“Putin vuole distruggere l’Occidente e durare altri 15 anni”. Parla il dissidente Khodorkovsky

(Adnkronos) – A margine di una tavola rotonda organizzata da Ecfr, European Council on Foreign Relations, l’Adnkronos ha intervistato Mikhail Khodorkovsky, un tempo l’uomo più ricco di Russia, oggi dissidente in esilio e oppositore del regime putiniano.  

A 32 anni acquisisce, con i metodi opachi dell’era Eltsin, il gigante del petrolio Yukos, che sarà poi ri-nazionalizzato, con i metodi brutali dell’era Putin: nel 2003 Khodorkovsky viene arrestato per frode fiscale e passerà 10 anni in prigione sulla base di condanne che ha sempre considerato politicizzate e manovrate dal Cremlino. Amnistiato nel 2013, da allora vive a Londra e gira per università, think tank ed eventi pubblici con l’obiettivo di costruire una coscienza democratica nei suoi concittadini. La ricetta è condensata nel libro pubblicato l’anno scorso ‘Come uccidere un drago’: per lui la Russia può essere o unita o democratica, dunque propone di passare dal presidenzialismo a un sistema parlamentare e dal centralismo al federalismo. Eppure la frammentazione che è seguita al crollo dell’URSS negli anni ’90 non è stata sicuramente sinonimo di stabilità o democrazia. 

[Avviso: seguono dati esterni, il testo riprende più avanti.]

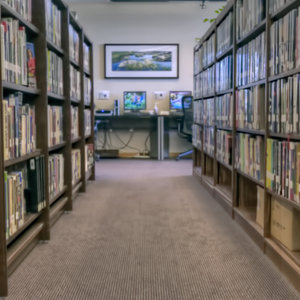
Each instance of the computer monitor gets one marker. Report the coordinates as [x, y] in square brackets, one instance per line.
[176, 100]
[134, 101]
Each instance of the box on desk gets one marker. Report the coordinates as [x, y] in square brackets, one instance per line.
[285, 224]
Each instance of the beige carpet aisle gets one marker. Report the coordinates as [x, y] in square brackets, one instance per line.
[146, 230]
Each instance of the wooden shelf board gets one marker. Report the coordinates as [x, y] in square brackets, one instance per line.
[8, 11]
[56, 147]
[56, 96]
[249, 85]
[58, 195]
[19, 88]
[251, 131]
[249, 215]
[76, 140]
[252, 34]
[20, 159]
[54, 47]
[259, 182]
[29, 219]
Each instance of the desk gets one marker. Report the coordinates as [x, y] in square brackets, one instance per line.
[159, 127]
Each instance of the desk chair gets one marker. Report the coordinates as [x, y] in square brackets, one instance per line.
[187, 123]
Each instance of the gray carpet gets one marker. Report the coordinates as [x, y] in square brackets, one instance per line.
[146, 230]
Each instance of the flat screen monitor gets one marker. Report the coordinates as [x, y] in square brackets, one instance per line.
[176, 100]
[135, 101]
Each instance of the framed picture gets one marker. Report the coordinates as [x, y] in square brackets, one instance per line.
[141, 61]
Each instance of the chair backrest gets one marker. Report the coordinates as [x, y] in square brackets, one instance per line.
[187, 108]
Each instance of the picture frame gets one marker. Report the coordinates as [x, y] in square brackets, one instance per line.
[141, 61]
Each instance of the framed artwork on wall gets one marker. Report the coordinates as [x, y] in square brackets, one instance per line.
[141, 61]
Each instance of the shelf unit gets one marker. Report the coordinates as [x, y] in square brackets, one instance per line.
[238, 194]
[37, 226]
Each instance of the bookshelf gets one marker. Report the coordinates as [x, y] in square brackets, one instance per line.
[37, 226]
[241, 189]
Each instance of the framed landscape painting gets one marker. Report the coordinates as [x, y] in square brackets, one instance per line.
[141, 61]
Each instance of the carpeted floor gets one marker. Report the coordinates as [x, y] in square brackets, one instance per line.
[146, 230]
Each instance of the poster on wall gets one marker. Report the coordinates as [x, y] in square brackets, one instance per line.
[141, 61]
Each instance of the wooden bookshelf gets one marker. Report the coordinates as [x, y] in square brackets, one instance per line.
[233, 189]
[37, 226]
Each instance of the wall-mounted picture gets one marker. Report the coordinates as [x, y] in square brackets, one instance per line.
[147, 61]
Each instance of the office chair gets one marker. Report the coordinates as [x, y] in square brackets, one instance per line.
[186, 123]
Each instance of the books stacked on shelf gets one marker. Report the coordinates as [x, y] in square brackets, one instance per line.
[24, 8]
[87, 122]
[56, 168]
[74, 122]
[224, 74]
[250, 155]
[76, 165]
[53, 23]
[89, 156]
[284, 43]
[209, 51]
[14, 55]
[249, 14]
[209, 142]
[207, 82]
[86, 57]
[198, 112]
[250, 108]
[251, 61]
[224, 110]
[198, 60]
[209, 112]
[55, 125]
[283, 173]
[73, 43]
[87, 90]
[225, 34]
[197, 136]
[55, 73]
[74, 83]
[224, 146]
[19, 127]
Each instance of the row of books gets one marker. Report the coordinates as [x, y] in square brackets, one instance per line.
[55, 73]
[209, 50]
[284, 107]
[250, 155]
[197, 136]
[86, 57]
[74, 83]
[225, 34]
[89, 157]
[209, 141]
[23, 7]
[249, 14]
[283, 172]
[224, 109]
[74, 122]
[19, 127]
[56, 166]
[55, 125]
[285, 43]
[24, 190]
[87, 90]
[53, 23]
[76, 165]
[17, 56]
[73, 43]
[224, 146]
[250, 108]
[224, 74]
[251, 61]
[87, 122]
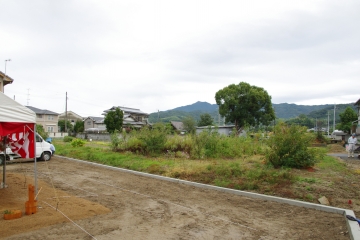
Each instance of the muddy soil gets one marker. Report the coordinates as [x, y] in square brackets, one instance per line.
[81, 201]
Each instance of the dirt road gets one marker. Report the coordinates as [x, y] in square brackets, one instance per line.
[99, 203]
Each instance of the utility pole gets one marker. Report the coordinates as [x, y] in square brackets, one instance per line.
[334, 117]
[28, 97]
[66, 112]
[328, 122]
[7, 60]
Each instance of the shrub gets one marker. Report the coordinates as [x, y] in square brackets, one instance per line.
[153, 139]
[68, 138]
[115, 140]
[77, 142]
[289, 147]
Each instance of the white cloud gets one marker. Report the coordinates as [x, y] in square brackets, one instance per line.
[158, 55]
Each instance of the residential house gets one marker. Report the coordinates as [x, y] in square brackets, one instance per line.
[48, 119]
[4, 80]
[132, 117]
[95, 124]
[71, 116]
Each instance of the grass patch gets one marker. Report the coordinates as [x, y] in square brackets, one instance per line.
[248, 172]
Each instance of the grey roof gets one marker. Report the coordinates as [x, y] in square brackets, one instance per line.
[127, 110]
[96, 119]
[41, 111]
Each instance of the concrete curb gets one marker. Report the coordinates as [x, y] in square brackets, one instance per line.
[353, 226]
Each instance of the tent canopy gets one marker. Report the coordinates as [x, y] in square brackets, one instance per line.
[17, 126]
[14, 112]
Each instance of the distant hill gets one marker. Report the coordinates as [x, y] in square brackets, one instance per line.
[283, 111]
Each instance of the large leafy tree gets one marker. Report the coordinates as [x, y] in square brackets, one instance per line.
[243, 104]
[189, 124]
[205, 120]
[114, 120]
[346, 119]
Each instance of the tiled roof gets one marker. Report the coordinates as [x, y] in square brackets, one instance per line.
[41, 111]
[127, 110]
[97, 119]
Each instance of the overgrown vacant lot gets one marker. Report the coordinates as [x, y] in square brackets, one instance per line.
[336, 179]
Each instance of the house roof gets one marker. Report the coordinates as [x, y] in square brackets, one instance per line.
[96, 119]
[12, 111]
[177, 125]
[41, 111]
[126, 110]
[6, 79]
[71, 113]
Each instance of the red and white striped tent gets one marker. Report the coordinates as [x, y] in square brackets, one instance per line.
[17, 127]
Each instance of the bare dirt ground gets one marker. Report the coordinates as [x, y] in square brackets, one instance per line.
[80, 201]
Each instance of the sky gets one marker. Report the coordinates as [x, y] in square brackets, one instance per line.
[158, 55]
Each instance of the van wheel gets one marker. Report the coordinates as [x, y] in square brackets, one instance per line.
[46, 156]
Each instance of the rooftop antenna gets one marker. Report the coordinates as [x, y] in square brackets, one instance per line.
[28, 99]
[334, 116]
[6, 60]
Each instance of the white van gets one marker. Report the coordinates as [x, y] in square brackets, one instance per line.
[43, 152]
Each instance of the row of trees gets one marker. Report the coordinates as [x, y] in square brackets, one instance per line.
[241, 104]
[347, 117]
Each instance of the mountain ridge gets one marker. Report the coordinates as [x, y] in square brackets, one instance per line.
[282, 111]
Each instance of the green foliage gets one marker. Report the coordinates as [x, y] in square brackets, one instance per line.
[68, 139]
[40, 130]
[79, 126]
[301, 120]
[244, 104]
[290, 147]
[205, 120]
[153, 138]
[189, 124]
[61, 124]
[115, 141]
[114, 120]
[77, 142]
[346, 119]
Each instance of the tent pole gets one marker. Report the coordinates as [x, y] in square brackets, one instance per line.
[3, 184]
[35, 171]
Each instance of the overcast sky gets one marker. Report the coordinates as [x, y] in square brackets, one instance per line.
[159, 55]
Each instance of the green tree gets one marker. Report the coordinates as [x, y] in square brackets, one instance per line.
[40, 130]
[189, 124]
[79, 126]
[346, 119]
[205, 120]
[244, 104]
[114, 120]
[61, 124]
[289, 146]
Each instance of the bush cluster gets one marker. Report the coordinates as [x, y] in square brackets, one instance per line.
[289, 146]
[77, 142]
[68, 138]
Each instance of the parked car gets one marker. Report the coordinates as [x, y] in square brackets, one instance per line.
[43, 152]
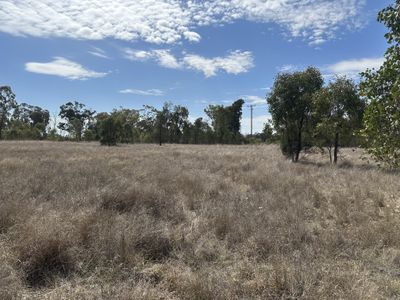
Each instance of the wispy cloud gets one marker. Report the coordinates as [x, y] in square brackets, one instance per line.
[288, 68]
[98, 52]
[63, 67]
[169, 21]
[152, 92]
[258, 122]
[235, 62]
[353, 67]
[254, 100]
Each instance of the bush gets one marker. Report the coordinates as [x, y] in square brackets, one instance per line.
[108, 132]
[44, 259]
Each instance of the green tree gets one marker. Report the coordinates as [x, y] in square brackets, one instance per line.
[226, 121]
[290, 103]
[382, 90]
[109, 130]
[337, 113]
[35, 118]
[7, 104]
[77, 117]
[267, 133]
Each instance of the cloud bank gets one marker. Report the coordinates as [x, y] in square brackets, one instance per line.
[235, 62]
[63, 67]
[169, 21]
[152, 92]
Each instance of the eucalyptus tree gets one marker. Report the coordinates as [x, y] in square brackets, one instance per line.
[290, 104]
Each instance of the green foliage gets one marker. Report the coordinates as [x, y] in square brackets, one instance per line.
[76, 118]
[7, 104]
[109, 130]
[290, 104]
[382, 90]
[336, 114]
[226, 121]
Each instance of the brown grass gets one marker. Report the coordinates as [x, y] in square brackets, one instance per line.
[80, 221]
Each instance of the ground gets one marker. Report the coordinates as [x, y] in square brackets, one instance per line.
[81, 221]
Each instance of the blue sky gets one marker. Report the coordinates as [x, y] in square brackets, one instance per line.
[112, 53]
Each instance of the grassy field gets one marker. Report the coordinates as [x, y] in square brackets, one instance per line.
[80, 221]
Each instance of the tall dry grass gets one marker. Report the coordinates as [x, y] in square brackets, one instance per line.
[80, 221]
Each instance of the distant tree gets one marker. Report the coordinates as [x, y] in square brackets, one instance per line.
[268, 133]
[109, 130]
[290, 104]
[126, 124]
[226, 121]
[76, 117]
[337, 112]
[36, 118]
[382, 90]
[7, 104]
[178, 123]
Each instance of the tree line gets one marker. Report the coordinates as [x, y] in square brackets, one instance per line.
[170, 124]
[305, 113]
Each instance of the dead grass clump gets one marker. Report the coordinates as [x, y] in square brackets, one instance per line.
[8, 212]
[45, 259]
[79, 221]
[148, 199]
[122, 200]
[155, 246]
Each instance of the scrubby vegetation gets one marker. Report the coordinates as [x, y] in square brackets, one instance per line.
[81, 221]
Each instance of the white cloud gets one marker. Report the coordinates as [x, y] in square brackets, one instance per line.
[254, 100]
[258, 123]
[64, 68]
[152, 92]
[169, 21]
[98, 52]
[166, 59]
[162, 56]
[288, 69]
[352, 68]
[235, 62]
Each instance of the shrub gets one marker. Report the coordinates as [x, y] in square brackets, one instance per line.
[44, 259]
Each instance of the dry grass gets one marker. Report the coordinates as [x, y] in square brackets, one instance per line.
[80, 221]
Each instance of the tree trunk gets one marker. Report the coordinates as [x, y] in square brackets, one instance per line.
[160, 134]
[335, 151]
[1, 127]
[299, 146]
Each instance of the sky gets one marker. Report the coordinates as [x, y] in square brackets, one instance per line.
[127, 53]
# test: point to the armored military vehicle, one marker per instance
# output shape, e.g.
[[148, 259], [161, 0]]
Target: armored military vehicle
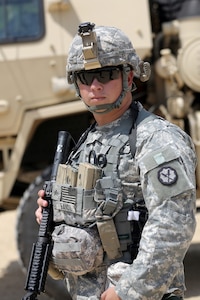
[[36, 101]]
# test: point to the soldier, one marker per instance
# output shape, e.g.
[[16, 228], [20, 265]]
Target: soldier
[[125, 212]]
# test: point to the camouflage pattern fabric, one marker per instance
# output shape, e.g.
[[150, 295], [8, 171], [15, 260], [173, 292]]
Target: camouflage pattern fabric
[[114, 48], [162, 173]]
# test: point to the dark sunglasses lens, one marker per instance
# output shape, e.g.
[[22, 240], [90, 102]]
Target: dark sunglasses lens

“Guardi, a parte un po’ di confusione e il caso estremo della Cecenia, in quegli anni la situazione non è stata così drammatica. In una Russia federale ci sarebbero diversi sistemi politici: alcune regioni, tra cui Mosca, San Pietroburgo, Novosibirsk, diventerebbero delle democrazie piene, simili a quelle europee. Mentre altri avrebbero sistemi meno democratici, delle autocrazie ‘leggere’, ma sicuramente meno distruttive di quella attuale”.  

Si diceva che Putin lo avesse graziato in cambio della promessa di non occuparsi di politica, ma quando glielo chiedo reagisce seccato: “Non ho mai detto una cosa del genere e lo stesso Putin l’ha negata. Possibile che tutti gli altri credano a questa storia?”. Vista la fine che hanno fatto altri dissidenti, non ha paura di conseguenze su di sé o sulla sua famiglia? “Nelle dittature, chiunque è in pericolo. Soprattutto dopo tanti anni i dittatori diventano più insicuri e più aggressivi con gli oppositori. Ma io non cerco ruoli politici in Russia, sono un manager che studia e prova a fare il suo dovere civico. Se Putin domani volesse farmi fuori, dovrebbe rinunciare a far fuori qualcun altro che magari in questo momento è più insidioso per lui”.  

Putin ha due obiettivi: mantenere il potere più a lungo possibile, “anche per altri 15 anni”, e indebolire l’Occidente, con la propaganda, i sabotaggi, la minaccia nucleare. Una strategia cinese “dei mille tagli”, un processo lento ma inesorabile per introdurre e rafforzare i problemi sociali, politici ed economici. Così da costringere Europa e Stati Uniti a chiudersi in loro stessi e abbandonare velleità globaliste. “Eppure negli ultimi due anni l’Europa ha dormito, non ha capito che doveva immediatamente concentrare tutti i suoi sforzi sull’industria militare per sostenere lo sforzo ucraino, che ora è davvero al limite. Soprattutto quando parliamo di droni, la superiorità russa è impressionante. Solo adesso vi state muovendo, meglio tardi che mai. Certo, per me è inspiegabile che Macron, dopo il suo giusto discorso sulla capacità di Putin di distruggere l’Europa, mandi il suo rappresentante all’inaugurazione presidenziale a Mosca”.  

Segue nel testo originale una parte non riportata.